Last week at ATTD, every time someone spoke about #SpareARose, those around them listened and then asked how they could help. Individuals with diabetes, diabetes on- and offline community groups, people from other diabetes organisations and industry stepped up to make donations, share information, spread the word.

Our community was stronger and louder than we’ve ever seen for this campaign and as more people got on board, we kept wondering just how close we’d get to that aspirational target we’d set – $50,000. It seemed impossible when first suggested on a conference call – almost as a whisper because it seemed so audacious.

We shouldn’t have underestimated the diabetes community, because not only did they reach it, they smashed it.

We got a wee bit silly and pulled the #SpareAFrown stunt, hoping to get a little attention and a few donations, but actually it blew up. (I think Grumps is a little scared of what he’ll be asked to do next year to encourage donations. Suggestions welcome. Pink tutus have already been proposed.)

The money raised means that nine hundred and thirty nine young people with diabetes will be provided with life-saving insulin for a whole year. When all is said and done, that is all that matters.

Thank you to everyone who supported #SpareARose in 2019. We will be back in 2020 bigger and better. The plans already being hatched have one goal only: more roses spared; and many, many more lives saved.

 

Let me tell you what is worse than jet lag. Jet lag combined with food poisoning. These are the two extra circles of hell Dante forgot about.

While I am recovering and trying to get my body to accept coffee again, here are some photos from last week’s ATTD conference which was in equal measure amazing, overwhelming, frustrating, intimidating, brilliant and exhausting. I’ll explain more in coming posts, but for now, enjoy the images.

How to deal with jet lag when arriving in Europe #1: night time walk to major tourist site and be amazed.

How to deal with jet lag when arriving in Europe #2: find (half) decent coffee.

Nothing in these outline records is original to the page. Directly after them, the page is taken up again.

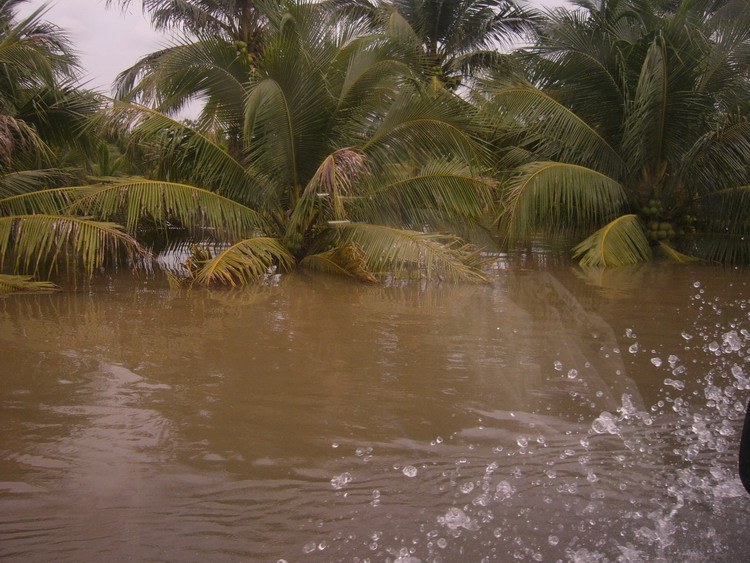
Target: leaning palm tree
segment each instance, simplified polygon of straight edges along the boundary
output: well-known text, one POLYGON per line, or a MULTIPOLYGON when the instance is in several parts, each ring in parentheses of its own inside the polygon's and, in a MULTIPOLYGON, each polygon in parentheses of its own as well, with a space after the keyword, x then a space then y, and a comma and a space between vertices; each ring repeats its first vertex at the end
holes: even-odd
POLYGON ((421 55, 423 72, 455 89, 490 68, 501 49, 535 36, 540 15, 514 0, 327 0, 336 13, 384 29, 421 55))
MULTIPOLYGON (((238 135, 118 103, 110 122, 152 148, 152 179, 80 188, 73 208, 136 236, 182 227, 194 248, 186 283, 294 265, 366 281, 483 279, 477 253, 445 234, 494 199, 471 107, 422 88, 392 43, 330 26, 315 6, 287 4, 273 26, 237 103, 223 106, 238 135)), ((234 88, 219 62, 205 75, 234 88)))
POLYGON ((551 14, 532 80, 486 84, 486 116, 504 133, 507 237, 590 234, 574 253, 592 266, 654 252, 750 261, 743 2, 609 0, 551 14))
POLYGON ((121 250, 140 252, 116 225, 71 215, 69 197, 52 189, 75 176, 60 157, 85 152, 76 132, 99 100, 73 85, 76 59, 44 8, 17 20, 19 4, 0 2, 0 292, 49 289, 31 276, 90 275, 121 250))

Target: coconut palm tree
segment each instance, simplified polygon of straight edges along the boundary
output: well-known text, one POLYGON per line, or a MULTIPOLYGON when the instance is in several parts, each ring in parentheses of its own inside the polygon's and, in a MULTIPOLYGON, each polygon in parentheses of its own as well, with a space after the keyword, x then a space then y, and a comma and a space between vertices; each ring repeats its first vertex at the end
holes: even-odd
POLYGON ((75 133, 99 101, 73 86, 76 59, 42 20, 44 8, 18 21, 19 4, 0 2, 0 268, 16 273, 0 274, 0 292, 49 289, 28 274, 80 266, 92 274, 113 251, 140 250, 117 226, 66 213, 63 192, 50 195, 70 182, 61 157, 86 149, 75 133))
POLYGON ((529 80, 485 84, 504 232, 589 234, 574 253, 592 266, 747 262, 747 2, 579 6, 551 14, 529 80))
POLYGON ((315 6, 286 4, 272 25, 238 84, 222 67, 232 60, 203 60, 213 85, 237 86, 222 115, 239 134, 118 103, 110 123, 152 148, 152 179, 77 189, 73 208, 135 235, 183 227, 195 245, 187 283, 236 285, 294 265, 366 281, 483 279, 476 252, 441 234, 493 200, 471 106, 423 88, 392 43, 330 26, 315 6))
POLYGON ((536 33, 540 15, 514 0, 328 0, 337 13, 384 29, 422 58, 428 77, 457 88, 474 74, 506 67, 500 49, 536 33))

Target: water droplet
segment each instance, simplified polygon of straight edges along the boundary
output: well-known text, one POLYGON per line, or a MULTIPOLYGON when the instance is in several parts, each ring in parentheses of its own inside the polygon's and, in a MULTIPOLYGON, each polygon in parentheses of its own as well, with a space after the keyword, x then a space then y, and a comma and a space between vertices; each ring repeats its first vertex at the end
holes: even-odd
POLYGON ((331 479, 331 486, 334 489, 343 489, 347 484, 351 483, 352 481, 352 474, 351 473, 342 473, 341 475, 336 475, 331 479))
MULTIPOLYGON (((479 526, 477 523, 469 518, 469 516, 460 508, 451 507, 444 516, 438 516, 438 524, 447 526, 451 530, 457 530, 458 528, 464 528, 466 530, 478 530, 479 526)), ((438 540, 439 542, 440 540, 438 540)))
POLYGON ((401 470, 401 473, 406 475, 407 477, 416 477, 417 476, 417 468, 413 465, 407 465, 401 470))
POLYGON ((305 553, 312 553, 317 547, 318 546, 315 542, 309 542, 305 544, 305 546, 302 548, 302 551, 304 551, 305 553))
POLYGON ((618 434, 617 419, 607 411, 604 411, 591 424, 591 429, 597 434, 618 434))
POLYGON ((474 490, 474 483, 472 481, 466 481, 465 483, 461 483, 459 489, 463 494, 468 495, 471 491, 474 490))
POLYGON ((495 500, 507 500, 513 496, 516 489, 507 481, 500 481, 495 487, 495 500))

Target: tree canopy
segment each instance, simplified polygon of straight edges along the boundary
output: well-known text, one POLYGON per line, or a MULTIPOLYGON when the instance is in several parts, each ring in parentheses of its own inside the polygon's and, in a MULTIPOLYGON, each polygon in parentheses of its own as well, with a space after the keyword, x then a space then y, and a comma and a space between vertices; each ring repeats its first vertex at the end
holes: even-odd
POLYGON ((2 287, 164 249, 185 256, 175 285, 482 281, 488 231, 563 236, 587 266, 750 261, 747 0, 142 0, 177 39, 109 103, 18 4, 0 4, 2 287))

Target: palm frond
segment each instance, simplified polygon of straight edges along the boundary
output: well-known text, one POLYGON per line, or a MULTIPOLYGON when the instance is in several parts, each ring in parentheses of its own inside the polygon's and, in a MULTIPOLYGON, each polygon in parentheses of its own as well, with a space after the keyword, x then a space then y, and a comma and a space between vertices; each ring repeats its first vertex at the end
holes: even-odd
POLYGON ((651 247, 637 215, 623 215, 608 223, 573 249, 581 266, 626 266, 651 258, 651 247))
POLYGON ((273 266, 279 271, 290 270, 294 257, 276 239, 245 239, 207 260, 197 270, 195 283, 236 287, 261 279, 273 266))
POLYGON ((124 218, 131 233, 144 218, 164 226, 176 222, 216 238, 241 238, 267 228, 265 219, 253 209, 195 186, 131 180, 77 189, 80 197, 73 211, 105 220, 124 218))
POLYGON ((91 277, 105 261, 116 261, 120 250, 145 255, 119 225, 66 215, 0 217, 0 265, 13 255, 16 270, 55 268, 58 261, 80 263, 91 277))
POLYGON ((60 289, 52 282, 34 281, 31 276, 0 274, 0 295, 17 291, 54 291, 60 289))
POLYGON ((405 165, 368 177, 354 206, 370 219, 398 218, 413 225, 419 224, 417 217, 435 213, 464 221, 490 209, 497 193, 494 180, 474 174, 465 162, 434 159, 416 174, 405 165))
POLYGON ((518 167, 506 184, 501 224, 509 238, 601 224, 626 201, 622 185, 600 172, 561 162, 518 167))
POLYGON ((0 199, 0 216, 44 213, 60 215, 73 204, 80 188, 53 188, 0 199))
POLYGON ((689 256, 675 250, 672 246, 664 241, 659 241, 659 244, 655 248, 654 253, 663 258, 666 258, 670 262, 677 262, 678 264, 694 264, 696 262, 702 262, 700 258, 689 256))
POLYGON ((427 279, 486 282, 476 249, 456 237, 381 225, 339 227, 340 239, 359 248, 371 272, 427 279))
POLYGON ((232 199, 257 202, 268 182, 206 135, 145 106, 115 102, 101 121, 116 131, 129 130, 133 146, 153 146, 168 167, 164 172, 232 199))
POLYGON ((326 274, 346 276, 366 283, 377 279, 370 273, 362 251, 353 244, 306 256, 300 262, 301 268, 308 268, 326 274))
POLYGON ((525 130, 526 143, 542 158, 594 168, 617 177, 625 168, 617 150, 573 111, 531 86, 492 92, 483 116, 506 128, 509 120, 525 130))
POLYGON ((0 198, 21 195, 40 188, 65 185, 70 178, 70 170, 58 168, 6 172, 0 174, 0 198))

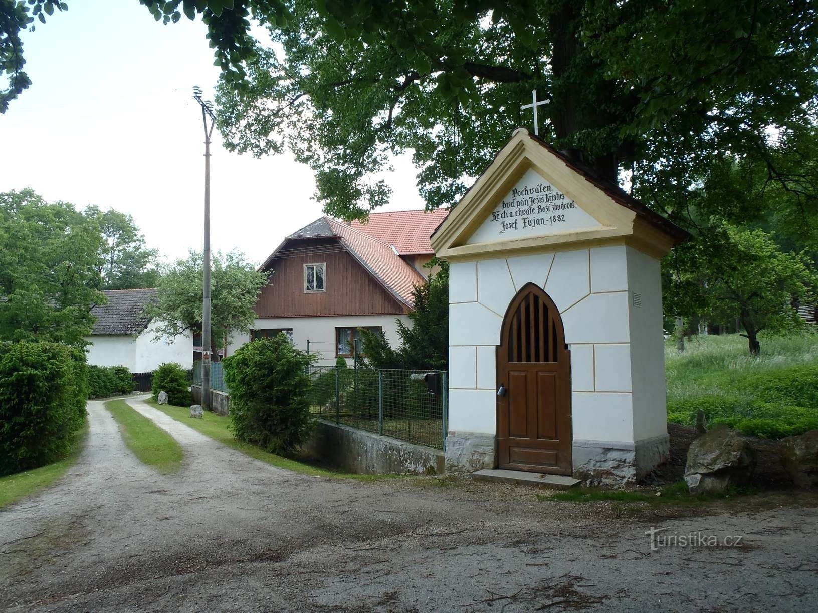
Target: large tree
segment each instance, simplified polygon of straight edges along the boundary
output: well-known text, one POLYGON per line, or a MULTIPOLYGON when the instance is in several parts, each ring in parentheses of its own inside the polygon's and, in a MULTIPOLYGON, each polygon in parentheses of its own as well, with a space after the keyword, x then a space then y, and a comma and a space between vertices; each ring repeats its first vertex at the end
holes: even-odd
POLYGON ((100 267, 101 289, 137 289, 155 287, 159 280, 156 249, 145 248, 145 236, 133 217, 114 209, 88 207, 85 215, 96 219, 105 244, 100 267))
POLYGON ((816 279, 805 253, 785 253, 762 230, 711 220, 707 239, 676 249, 665 267, 666 308, 675 313, 738 321, 750 353, 761 351, 758 335, 805 326, 793 300, 814 300, 816 279))
MULTIPOLYGON (((185 331, 201 333, 203 258, 190 252, 187 260, 178 260, 163 271, 159 283, 159 301, 148 314, 160 322, 156 337, 174 337, 185 331)), ((241 253, 216 253, 211 271, 211 355, 218 360, 218 348, 234 332, 247 332, 255 319, 256 299, 267 282, 267 273, 258 272, 241 253)))
POLYGON ((104 304, 97 221, 31 190, 0 194, 0 338, 84 345, 104 304))

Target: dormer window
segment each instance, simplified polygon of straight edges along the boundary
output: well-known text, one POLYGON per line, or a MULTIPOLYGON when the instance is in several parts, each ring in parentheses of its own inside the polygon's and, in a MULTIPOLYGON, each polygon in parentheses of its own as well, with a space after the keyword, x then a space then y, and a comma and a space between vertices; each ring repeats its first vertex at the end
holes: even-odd
POLYGON ((326 263, 304 264, 304 293, 326 292, 326 263))

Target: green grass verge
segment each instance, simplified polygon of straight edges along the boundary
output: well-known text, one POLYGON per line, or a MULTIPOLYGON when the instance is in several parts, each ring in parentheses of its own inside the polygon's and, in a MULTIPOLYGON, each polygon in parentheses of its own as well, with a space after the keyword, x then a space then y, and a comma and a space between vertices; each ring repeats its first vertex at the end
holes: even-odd
POLYGON ((573 487, 564 492, 551 494, 537 494, 540 502, 556 500, 570 503, 645 503, 652 506, 660 504, 703 504, 713 500, 723 500, 737 496, 748 496, 757 494, 759 490, 755 487, 733 488, 720 494, 699 494, 691 496, 688 492, 685 481, 678 481, 662 488, 655 492, 622 491, 621 490, 605 490, 598 487, 573 487))
POLYGON ((176 439, 125 400, 108 400, 105 408, 119 425, 125 445, 142 463, 163 475, 178 472, 184 452, 176 439))
POLYGON ((84 427, 72 435, 71 450, 59 462, 0 477, 0 508, 30 496, 65 475, 82 453, 88 432, 88 424, 86 422, 84 427))
POLYGON ((751 356, 738 334, 699 336, 665 346, 667 419, 691 426, 703 409, 712 424, 781 438, 818 428, 818 334, 762 339, 751 356))
POLYGON ((358 481, 375 481, 379 479, 395 479, 406 477, 405 475, 358 475, 352 472, 340 472, 330 470, 321 466, 302 462, 292 458, 285 458, 281 455, 271 454, 263 449, 256 447, 254 445, 249 445, 238 441, 231 432, 230 418, 225 415, 218 415, 209 411, 204 412, 204 416, 201 419, 190 416, 190 409, 187 407, 173 406, 170 405, 160 405, 156 401, 148 399, 145 400, 151 406, 169 415, 178 422, 190 426, 194 430, 201 432, 205 436, 218 441, 228 447, 232 447, 237 451, 240 451, 245 455, 261 460, 267 464, 285 468, 294 472, 300 472, 303 475, 312 477, 330 477, 344 479, 356 479, 358 481))

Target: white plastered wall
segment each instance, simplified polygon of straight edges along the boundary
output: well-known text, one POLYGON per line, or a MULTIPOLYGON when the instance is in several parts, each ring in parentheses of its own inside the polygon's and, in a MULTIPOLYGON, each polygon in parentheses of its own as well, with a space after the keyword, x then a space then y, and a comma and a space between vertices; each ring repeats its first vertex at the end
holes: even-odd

How to deal with jet lag when arriving in Europe #2.1: drink all the coffee.

And then drink some more.

#docday is always a highlight. Little dogs called Jamaica make it even better. (Jamaica on the left; Bastian on the right.)

Hello Solo… New pumps headed our way.

MySugr is ALWAYS on message.

Flavour of the conference #1: DIYAPS

Flavour of the conference #2: Time in Range

Vegetables. I craved them.

Because there were so, so, so many dense carbs!

Not that I was complaining. (Especially when mini doughnuts came in Diabetogenic colours!)

Oh – did I say that #SpareARose was mentioned? A lot?

Such as at #docday. (Grumps looking especially grumpy because I’d just announced #SpareAFrown.)

And then? Then there was the smile-a-thon, as we smashed through target after target.

Next week, I’ll go into detail about some of the different sessions, highlights and satellite events I attended. It was a frantic few days – so worthwhile in every possible way. And as always at these conferences, finding those who live diabetes – themselves or with a loved one – provided the necessary grounding throughout the conference. This year, that support was even more pronounced with every single person who was asked to step up to promote #SpareARose doing so in spades. This is all the community. That is what it is all about…

DISLCOSURE

I attended the ATTD conference in Berlin. My (economy) airfare and part of my accommodation was covered by DOCLab (I attended an advisory group meeting for DOCLab), and other nights’ accommodation was covered by Roche Global (I attended the Roche Blogger MeetUp). While my travel and accommodation costs have been covered, my words remain all my own and I have not been asked by DOCLab or Roche Global to write about my attendance at their events or any other aspect of the conference.